1958 Automatic K-408

Who says round watches can't be interesting?

Well, probably pretty much everyone, I bet.  After all, round watches do tend to look a lot alike after a while.

However, Hamilton designers knew that there was a lot that you could do to spice up a watch.  The dial, hands, lugs and even the crystal are opportunities to add a little extra flair.

A great example is the 1958 Automatic K-408.  It was only produced for two years.

The K-408 came in a 10K yellow gold filled case.  The catalog image shows that the watch had very unique lugs, reminiscent of the Sir Echo introduced in 1957.  The model was available on a strap or with a bracelet that looks like it integrated flawlessly with the uniquely shaped lugs.

What you don't really see on the catalog depiction is the textured dial with a radial finish.  With the gold highlights of the numerals and hour markers, the dial seems to sparkle with brilliance.

Tucked inside the case is a 17 jewel 661 automatic movement, just as you'd expect for a K-series watch.

You don't see the K-408 very often, so when I saw one for sale I made a serious run at it and I had to pay dearly.  I was surprised there was as much interest, as it was in rough shape and the case back was dented.  As received, it looked promising despite how all the grime and dirt.

I crossed my fingers that the case would be okay.  I can't think of any reason why the case back would be so dented and I was hoping the case threads would be alright.  Fortunately, I couldn't see any issues beyond basic cosmetics.  The case opened with ease and the closed tightly.

The movement would run and it was largely rust-free so nothing more than a trip to the spa was likely to be needed.
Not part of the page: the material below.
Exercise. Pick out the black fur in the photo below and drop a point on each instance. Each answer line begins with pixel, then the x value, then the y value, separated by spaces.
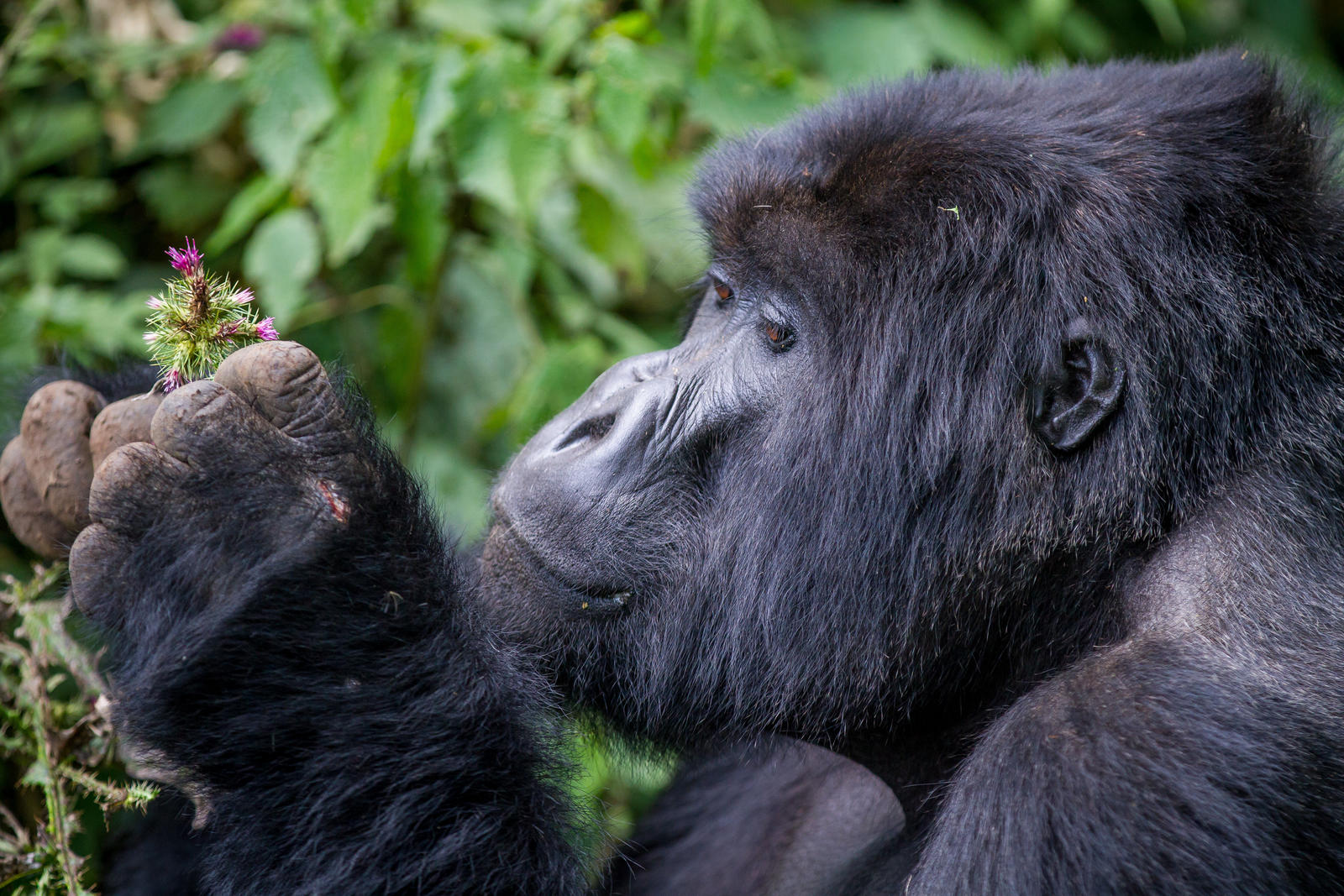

Everything is now cleaned and dried.  Time for reassembly.

The movement is reassembled enough to give the barrel a few winds and make sure everything works.  The watch is ticking away with good motion so it's off to the timer.

Nothing wrong with this timekeeping.  I'll leave it running a little fast while everything settles in.

A new crystal is in order since the original was cracked.  This watch takes a fairly small crystal, relatively speaking.  26.9mm should do the trick.

A fresh brown lizard strap completes the restoration of this uncommon K-408.  I put fresh lume on the hands so they're a little brighter than what I started with.  This watch is smaller than it's peers in the Automatic K series.  I suspect that's one reason why it so much less common.  It's not tiny, but it's definitely smaller.  I like it though, it's a sharp looking watch... for a round watch.

1 comment:

  1. You could sell snowballs to Eskimos :). I too thought - until a couple of minutes ago that a round watch was pretty dull. I guess I have to broaden my horizons. Thanks! Beautiful watch.